Previous research has looked at using rapamycin to slow aging in animal models, but this is the first to look at aging in human tissue. In this new study, 13 individuals aged >40 applied rapamycin cream every one to two days to one hand, and a placebo to the other hand, for eight months. Follow-up observations were done at months two, four, six, and eight, including blood tests and a biopsy at the six- or eight-month visit.

“As researchers continue to seek out the elusive ‘fountain of youth’ and ways to live longer, we’re seeing growing potential for use of this drug,” said senior author Christian Sell, PhD, in a press release from Drexel University. Dr. Sell is an associate professor of biochemistry and molecular biology at the Drexel University College of Medicine in Philadelphia. “So, we said, let’s try skin. It’s a complex organism with immune, nerve cells, stem cells—you can learn a lot about the biology of a drug and the aging process by looking at skin.”

After eight months, the majority of the hands treated with rapamycin showed increases in collagen protein, and statistically significant lower levels of p16 protein, a key marker of skin cell aging. Lower levels of p16 in skin correlates with fewer senescent cells, which are associated with skin wrinkles, according to the release. Beyond cosmetic effects, higher levels of p16 can lead to dermal atrophy, a common condition in seniors, which is associated with fragile skin that tears easily, slow healing after cuts and increased risk of infection or complications after an injury.

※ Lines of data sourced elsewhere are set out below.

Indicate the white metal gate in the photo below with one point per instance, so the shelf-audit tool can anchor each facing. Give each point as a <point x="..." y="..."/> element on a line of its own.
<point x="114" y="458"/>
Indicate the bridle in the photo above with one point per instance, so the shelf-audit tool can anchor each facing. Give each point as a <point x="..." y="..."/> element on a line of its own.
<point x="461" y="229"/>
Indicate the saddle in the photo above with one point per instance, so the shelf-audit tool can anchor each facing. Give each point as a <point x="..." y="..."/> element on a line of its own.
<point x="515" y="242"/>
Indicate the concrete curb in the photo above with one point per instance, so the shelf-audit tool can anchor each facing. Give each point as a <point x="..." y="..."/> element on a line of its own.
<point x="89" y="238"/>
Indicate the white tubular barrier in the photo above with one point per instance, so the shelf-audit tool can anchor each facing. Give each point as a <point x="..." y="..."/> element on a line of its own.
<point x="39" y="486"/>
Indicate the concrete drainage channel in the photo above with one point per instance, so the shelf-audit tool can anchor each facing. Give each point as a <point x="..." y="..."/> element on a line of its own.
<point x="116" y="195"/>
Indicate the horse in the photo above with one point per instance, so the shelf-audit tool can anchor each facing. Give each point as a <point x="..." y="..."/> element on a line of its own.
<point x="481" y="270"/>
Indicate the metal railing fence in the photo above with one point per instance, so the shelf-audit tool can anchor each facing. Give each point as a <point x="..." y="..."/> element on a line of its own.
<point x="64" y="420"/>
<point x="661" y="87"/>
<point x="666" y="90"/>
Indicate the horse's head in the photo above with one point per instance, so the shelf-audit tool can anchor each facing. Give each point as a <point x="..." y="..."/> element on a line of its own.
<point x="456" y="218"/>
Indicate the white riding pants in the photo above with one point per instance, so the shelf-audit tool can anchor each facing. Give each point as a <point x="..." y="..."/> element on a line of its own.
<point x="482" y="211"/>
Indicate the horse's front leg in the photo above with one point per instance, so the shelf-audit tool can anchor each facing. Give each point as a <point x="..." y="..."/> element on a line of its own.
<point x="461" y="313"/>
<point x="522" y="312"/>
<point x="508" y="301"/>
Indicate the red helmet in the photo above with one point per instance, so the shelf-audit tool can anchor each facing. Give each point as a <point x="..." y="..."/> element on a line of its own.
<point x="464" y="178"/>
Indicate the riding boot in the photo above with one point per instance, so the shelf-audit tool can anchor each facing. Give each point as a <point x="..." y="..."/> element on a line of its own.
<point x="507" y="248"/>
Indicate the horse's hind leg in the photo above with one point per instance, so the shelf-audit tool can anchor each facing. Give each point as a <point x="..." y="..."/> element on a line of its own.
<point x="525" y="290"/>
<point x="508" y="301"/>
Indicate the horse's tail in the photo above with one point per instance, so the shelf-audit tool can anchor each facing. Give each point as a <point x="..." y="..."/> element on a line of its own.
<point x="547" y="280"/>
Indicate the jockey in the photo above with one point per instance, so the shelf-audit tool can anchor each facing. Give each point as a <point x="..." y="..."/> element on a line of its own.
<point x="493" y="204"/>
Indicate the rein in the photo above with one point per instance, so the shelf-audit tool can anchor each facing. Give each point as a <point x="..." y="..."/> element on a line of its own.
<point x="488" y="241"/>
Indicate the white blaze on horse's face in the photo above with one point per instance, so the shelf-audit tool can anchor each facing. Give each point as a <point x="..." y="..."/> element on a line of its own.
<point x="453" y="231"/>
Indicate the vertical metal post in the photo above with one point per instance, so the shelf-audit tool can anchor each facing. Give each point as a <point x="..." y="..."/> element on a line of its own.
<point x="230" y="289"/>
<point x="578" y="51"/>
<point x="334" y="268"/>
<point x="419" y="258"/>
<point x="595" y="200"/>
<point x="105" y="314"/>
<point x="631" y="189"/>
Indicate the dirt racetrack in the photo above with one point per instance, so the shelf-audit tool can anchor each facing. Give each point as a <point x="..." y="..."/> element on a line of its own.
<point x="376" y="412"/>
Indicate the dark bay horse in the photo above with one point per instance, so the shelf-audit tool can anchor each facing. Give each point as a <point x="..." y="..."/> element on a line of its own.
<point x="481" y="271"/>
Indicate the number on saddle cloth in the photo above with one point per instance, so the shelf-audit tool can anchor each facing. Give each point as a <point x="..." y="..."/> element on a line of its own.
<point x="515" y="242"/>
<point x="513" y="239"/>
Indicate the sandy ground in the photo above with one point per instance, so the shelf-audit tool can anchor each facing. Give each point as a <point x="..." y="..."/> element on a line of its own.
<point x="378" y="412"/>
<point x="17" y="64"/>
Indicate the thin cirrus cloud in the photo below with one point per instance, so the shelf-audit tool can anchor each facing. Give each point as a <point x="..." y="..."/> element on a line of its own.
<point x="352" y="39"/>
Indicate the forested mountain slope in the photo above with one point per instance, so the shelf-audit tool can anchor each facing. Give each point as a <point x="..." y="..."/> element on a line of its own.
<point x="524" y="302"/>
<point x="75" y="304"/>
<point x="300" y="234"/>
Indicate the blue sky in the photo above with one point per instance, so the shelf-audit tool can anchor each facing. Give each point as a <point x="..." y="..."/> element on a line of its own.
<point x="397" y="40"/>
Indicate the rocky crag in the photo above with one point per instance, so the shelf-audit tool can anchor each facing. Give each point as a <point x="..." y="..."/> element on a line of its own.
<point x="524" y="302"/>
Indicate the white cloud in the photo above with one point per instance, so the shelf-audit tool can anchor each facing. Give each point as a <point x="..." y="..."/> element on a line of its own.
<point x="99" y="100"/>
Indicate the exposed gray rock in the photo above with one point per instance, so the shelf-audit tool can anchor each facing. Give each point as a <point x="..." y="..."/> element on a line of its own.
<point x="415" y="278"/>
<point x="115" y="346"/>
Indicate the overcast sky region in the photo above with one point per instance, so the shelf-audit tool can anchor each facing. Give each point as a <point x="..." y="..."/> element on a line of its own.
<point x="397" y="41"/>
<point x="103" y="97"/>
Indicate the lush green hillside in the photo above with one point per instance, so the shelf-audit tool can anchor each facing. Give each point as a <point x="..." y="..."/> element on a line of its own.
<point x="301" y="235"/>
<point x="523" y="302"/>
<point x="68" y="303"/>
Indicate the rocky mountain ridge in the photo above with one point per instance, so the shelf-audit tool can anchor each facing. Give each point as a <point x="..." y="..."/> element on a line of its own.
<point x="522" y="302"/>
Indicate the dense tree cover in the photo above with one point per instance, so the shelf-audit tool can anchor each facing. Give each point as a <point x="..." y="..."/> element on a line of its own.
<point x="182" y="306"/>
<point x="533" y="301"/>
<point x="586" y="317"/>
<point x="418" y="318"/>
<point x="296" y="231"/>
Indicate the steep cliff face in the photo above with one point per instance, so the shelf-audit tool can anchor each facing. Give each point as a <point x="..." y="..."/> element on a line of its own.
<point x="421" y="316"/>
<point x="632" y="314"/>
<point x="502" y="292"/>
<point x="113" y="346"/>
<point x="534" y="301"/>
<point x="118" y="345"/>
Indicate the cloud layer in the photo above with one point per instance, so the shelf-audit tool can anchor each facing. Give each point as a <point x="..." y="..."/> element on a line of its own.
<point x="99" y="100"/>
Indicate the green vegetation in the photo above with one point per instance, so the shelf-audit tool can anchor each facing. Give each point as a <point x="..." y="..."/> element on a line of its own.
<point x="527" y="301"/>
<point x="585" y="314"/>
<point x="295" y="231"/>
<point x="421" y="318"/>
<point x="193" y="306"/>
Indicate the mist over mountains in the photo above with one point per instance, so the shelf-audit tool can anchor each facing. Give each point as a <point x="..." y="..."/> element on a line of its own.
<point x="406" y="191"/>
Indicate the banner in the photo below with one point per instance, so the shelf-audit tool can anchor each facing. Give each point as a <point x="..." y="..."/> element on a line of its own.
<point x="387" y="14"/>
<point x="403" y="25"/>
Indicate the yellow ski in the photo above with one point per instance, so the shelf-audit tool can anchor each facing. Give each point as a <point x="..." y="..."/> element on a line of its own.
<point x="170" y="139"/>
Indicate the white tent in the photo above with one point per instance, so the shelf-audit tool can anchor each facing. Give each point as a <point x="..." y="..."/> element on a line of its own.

Rapamycin is involved in regulating the release of the p16 protein, which is a stress response that human cells undergo when damaged, such as when developing cancer-promoting mutations, according to the release. When cells have a mutation that would have otherwise created a tumour, this response helps prevent the tumour by slowing the cell cycle process. Instead of creating a tumour, it contributes to the aging process.

“When cells age, they become detrimental and create inflammation,” said Dr. Sell. “That’s part of aging. These cells that have undergone stress are now pumping out inflammatory markers.”